We wanted to extend our thanks to everyone who took time to respond to our recent survey about the future of WAHVM. We received 160 responses, and your comments and ideas will be fed into the priorities of the Association for the coming years.
The geographical spread of responses confirms that the WAHVM community is truly international. The majority of respondents came from the Netherlands and the UK, with good responses from Germany, Spain, Norway, South Africa, Turkey and the USA. We also had responses from Argentina, Australia, Brazil, Canada Columbia, Czech Republic, Egypt, Iran, Israel, Japan, Morocco, New Zealand, Nigeria, Republic of Korea, Romania, Switzerland, Uruguay and Venezuela.
Over 80 per cent of all respondents were qualified vets, with 46 per cent of them over the age of 60, and just over two-thirds being men. There is also a growing number of professional historians, with 36 per cent of respondents saying veterinary history is either their main or forms part of their career, and with nearly 76 per cent of respondents supporting the idea of mentoring for colleagues interested in a career in veterinary history.
The overall tenor of responses was that you would like more of a sense of research networks, through the advertisement of local activities.

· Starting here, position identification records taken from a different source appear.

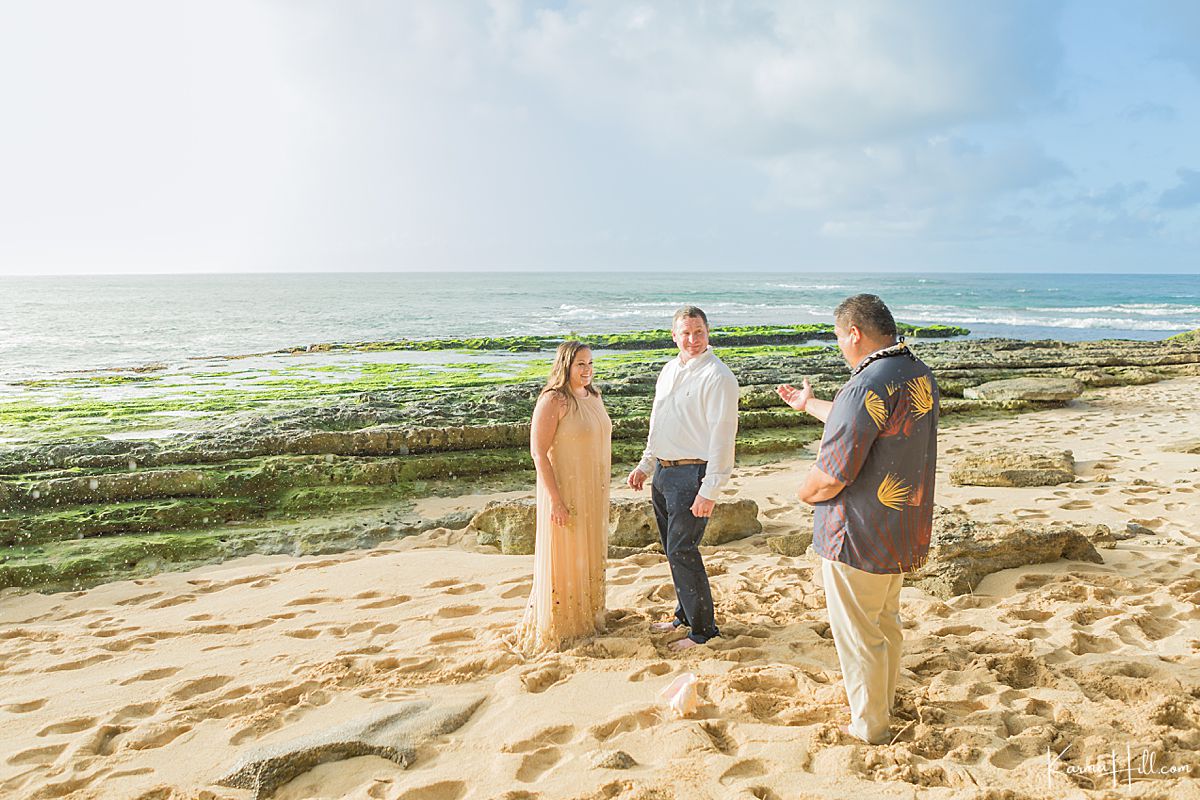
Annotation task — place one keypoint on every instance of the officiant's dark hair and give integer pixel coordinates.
(868, 313)
(559, 379)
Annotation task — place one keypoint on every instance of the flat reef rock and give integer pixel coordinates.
(1014, 467)
(963, 551)
(393, 733)
(795, 545)
(1043, 390)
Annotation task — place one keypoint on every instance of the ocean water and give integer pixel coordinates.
(51, 325)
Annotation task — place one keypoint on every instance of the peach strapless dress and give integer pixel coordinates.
(568, 596)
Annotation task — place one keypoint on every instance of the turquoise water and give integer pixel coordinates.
(55, 324)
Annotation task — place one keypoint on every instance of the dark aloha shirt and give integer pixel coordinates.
(881, 441)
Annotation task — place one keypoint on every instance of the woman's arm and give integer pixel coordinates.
(551, 408)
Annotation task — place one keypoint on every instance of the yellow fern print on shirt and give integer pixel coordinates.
(922, 392)
(876, 408)
(893, 492)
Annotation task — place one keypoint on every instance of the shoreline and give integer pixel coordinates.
(83, 510)
(159, 686)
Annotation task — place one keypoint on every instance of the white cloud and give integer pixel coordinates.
(769, 78)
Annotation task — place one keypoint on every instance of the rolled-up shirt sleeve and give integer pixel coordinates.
(721, 409)
(649, 461)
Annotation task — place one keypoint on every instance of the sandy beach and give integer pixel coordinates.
(154, 689)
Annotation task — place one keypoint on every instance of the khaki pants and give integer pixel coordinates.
(864, 619)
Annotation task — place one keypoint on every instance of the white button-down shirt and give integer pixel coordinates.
(695, 415)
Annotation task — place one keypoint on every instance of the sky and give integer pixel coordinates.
(250, 136)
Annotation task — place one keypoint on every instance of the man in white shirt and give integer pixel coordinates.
(690, 453)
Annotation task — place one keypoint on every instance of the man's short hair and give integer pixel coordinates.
(689, 311)
(868, 313)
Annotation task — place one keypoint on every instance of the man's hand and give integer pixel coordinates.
(636, 480)
(797, 398)
(702, 506)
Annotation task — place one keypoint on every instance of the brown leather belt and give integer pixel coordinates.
(681, 462)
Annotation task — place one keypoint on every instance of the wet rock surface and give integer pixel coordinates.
(963, 552)
(1014, 467)
(393, 733)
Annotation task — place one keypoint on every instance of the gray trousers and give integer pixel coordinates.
(672, 493)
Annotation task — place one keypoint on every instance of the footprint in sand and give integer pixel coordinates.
(520, 590)
(155, 735)
(558, 734)
(742, 770)
(67, 726)
(718, 734)
(385, 603)
(652, 671)
(191, 689)
(79, 663)
(465, 589)
(455, 612)
(439, 791)
(178, 600)
(138, 599)
(36, 756)
(538, 763)
(312, 600)
(541, 678)
(23, 708)
(624, 723)
(304, 633)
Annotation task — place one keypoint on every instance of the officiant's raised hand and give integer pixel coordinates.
(797, 398)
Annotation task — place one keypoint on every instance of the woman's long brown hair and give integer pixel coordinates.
(561, 373)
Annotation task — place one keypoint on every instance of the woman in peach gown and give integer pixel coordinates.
(570, 443)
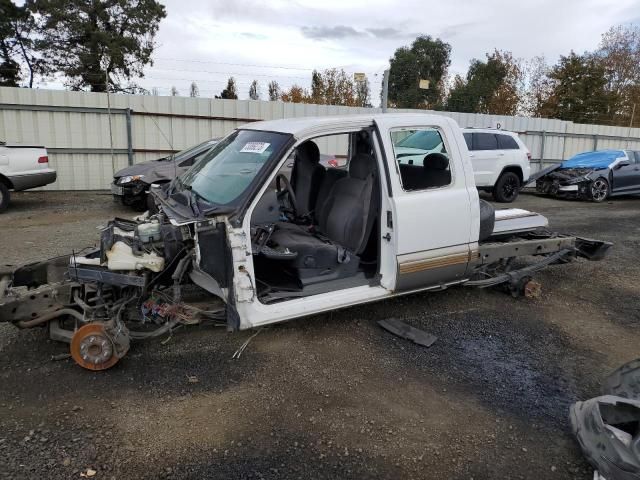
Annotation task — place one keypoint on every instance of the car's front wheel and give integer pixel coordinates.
(4, 197)
(507, 188)
(599, 190)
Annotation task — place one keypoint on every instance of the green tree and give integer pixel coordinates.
(317, 88)
(194, 91)
(425, 59)
(295, 94)
(538, 88)
(83, 39)
(619, 54)
(491, 86)
(254, 91)
(17, 45)
(363, 93)
(580, 91)
(274, 91)
(231, 91)
(332, 87)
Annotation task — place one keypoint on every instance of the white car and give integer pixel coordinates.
(22, 168)
(500, 161)
(226, 246)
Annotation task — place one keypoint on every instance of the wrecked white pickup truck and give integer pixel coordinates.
(239, 240)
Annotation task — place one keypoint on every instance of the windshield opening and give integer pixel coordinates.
(187, 151)
(228, 169)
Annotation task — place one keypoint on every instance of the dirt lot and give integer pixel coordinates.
(332, 396)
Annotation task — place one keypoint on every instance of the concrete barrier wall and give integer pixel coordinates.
(87, 144)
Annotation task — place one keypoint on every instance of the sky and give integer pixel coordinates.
(207, 41)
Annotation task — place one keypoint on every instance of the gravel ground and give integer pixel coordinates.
(332, 396)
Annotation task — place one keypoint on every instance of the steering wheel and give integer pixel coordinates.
(286, 197)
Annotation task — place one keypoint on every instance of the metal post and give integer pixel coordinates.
(544, 136)
(127, 113)
(385, 90)
(113, 161)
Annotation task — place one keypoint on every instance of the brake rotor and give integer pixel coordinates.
(92, 348)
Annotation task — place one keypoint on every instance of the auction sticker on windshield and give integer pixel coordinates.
(255, 147)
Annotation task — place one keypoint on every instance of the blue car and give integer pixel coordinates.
(593, 176)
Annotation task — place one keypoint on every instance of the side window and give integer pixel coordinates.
(485, 141)
(421, 165)
(507, 142)
(469, 139)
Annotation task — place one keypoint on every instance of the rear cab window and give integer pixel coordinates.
(507, 142)
(485, 141)
(422, 159)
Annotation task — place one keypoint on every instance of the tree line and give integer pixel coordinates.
(328, 87)
(91, 45)
(106, 44)
(602, 86)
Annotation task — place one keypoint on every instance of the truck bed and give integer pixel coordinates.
(516, 220)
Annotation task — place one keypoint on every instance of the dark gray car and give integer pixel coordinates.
(131, 185)
(593, 176)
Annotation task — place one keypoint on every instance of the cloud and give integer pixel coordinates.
(388, 32)
(456, 29)
(325, 33)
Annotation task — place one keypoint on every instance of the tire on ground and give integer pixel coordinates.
(487, 220)
(507, 187)
(597, 187)
(624, 381)
(4, 197)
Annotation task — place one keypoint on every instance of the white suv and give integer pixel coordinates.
(500, 161)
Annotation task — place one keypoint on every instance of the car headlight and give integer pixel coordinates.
(130, 178)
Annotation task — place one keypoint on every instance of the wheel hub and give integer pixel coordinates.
(92, 347)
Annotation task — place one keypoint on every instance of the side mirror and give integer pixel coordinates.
(623, 163)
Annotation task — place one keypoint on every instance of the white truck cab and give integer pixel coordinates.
(501, 161)
(244, 238)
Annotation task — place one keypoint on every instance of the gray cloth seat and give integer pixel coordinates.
(307, 176)
(434, 172)
(331, 248)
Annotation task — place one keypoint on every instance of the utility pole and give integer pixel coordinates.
(385, 90)
(106, 83)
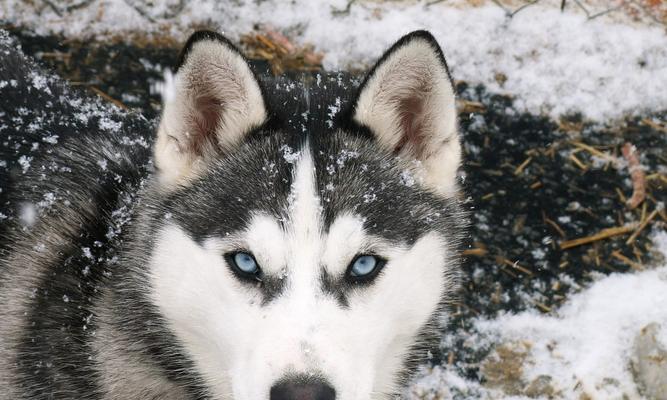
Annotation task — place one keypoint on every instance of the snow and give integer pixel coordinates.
(585, 347)
(550, 61)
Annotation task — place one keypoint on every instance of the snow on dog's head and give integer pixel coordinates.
(305, 243)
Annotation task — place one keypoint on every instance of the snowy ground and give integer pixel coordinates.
(551, 63)
(585, 349)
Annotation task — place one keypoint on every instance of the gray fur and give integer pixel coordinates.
(76, 319)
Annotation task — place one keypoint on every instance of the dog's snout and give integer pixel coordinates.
(302, 389)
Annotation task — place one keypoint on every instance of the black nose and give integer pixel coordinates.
(302, 389)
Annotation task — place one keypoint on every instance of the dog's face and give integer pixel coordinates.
(314, 265)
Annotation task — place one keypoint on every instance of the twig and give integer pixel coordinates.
(108, 98)
(603, 234)
(578, 162)
(641, 227)
(516, 266)
(637, 174)
(523, 165)
(618, 255)
(346, 11)
(553, 224)
(475, 252)
(654, 125)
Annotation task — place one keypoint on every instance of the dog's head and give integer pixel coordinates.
(303, 250)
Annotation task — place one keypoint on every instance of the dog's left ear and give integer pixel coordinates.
(407, 102)
(214, 102)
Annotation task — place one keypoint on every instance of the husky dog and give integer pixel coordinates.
(276, 240)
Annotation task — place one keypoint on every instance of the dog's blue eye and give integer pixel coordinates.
(365, 267)
(246, 263)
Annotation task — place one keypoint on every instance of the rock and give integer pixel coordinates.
(503, 368)
(540, 387)
(649, 363)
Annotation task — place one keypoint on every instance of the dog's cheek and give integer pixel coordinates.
(202, 304)
(403, 301)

To ensure a good flow of information from national associations to WAHVM, we have already been in touch with representatives of national associations to ask they inform us about events taking place at national level so they can be advertised on the website.
With 87 per cent of survey respondents supporting the re-introduction of a twice-yearly newsletter, there are plans to develop this as a vehicle to foster networks. A newsletter needs news, so if you want us to feature news, photographs, details prize-winners, news on publications and other items please be in touch with your national contact who will forward the information to us.
In terms of the website, the survey revealed that the majority of users visit wahvm.org for news of Congress and for resources such as journal contents, information on museums, archives and collections. We are currently working to update and develop this content, and over the long-term we will be adding a section for oral history and for teaching materials. We hope that having this new and rolling content will entice those users who currently never or very occasionally visit the website to check in more regularly.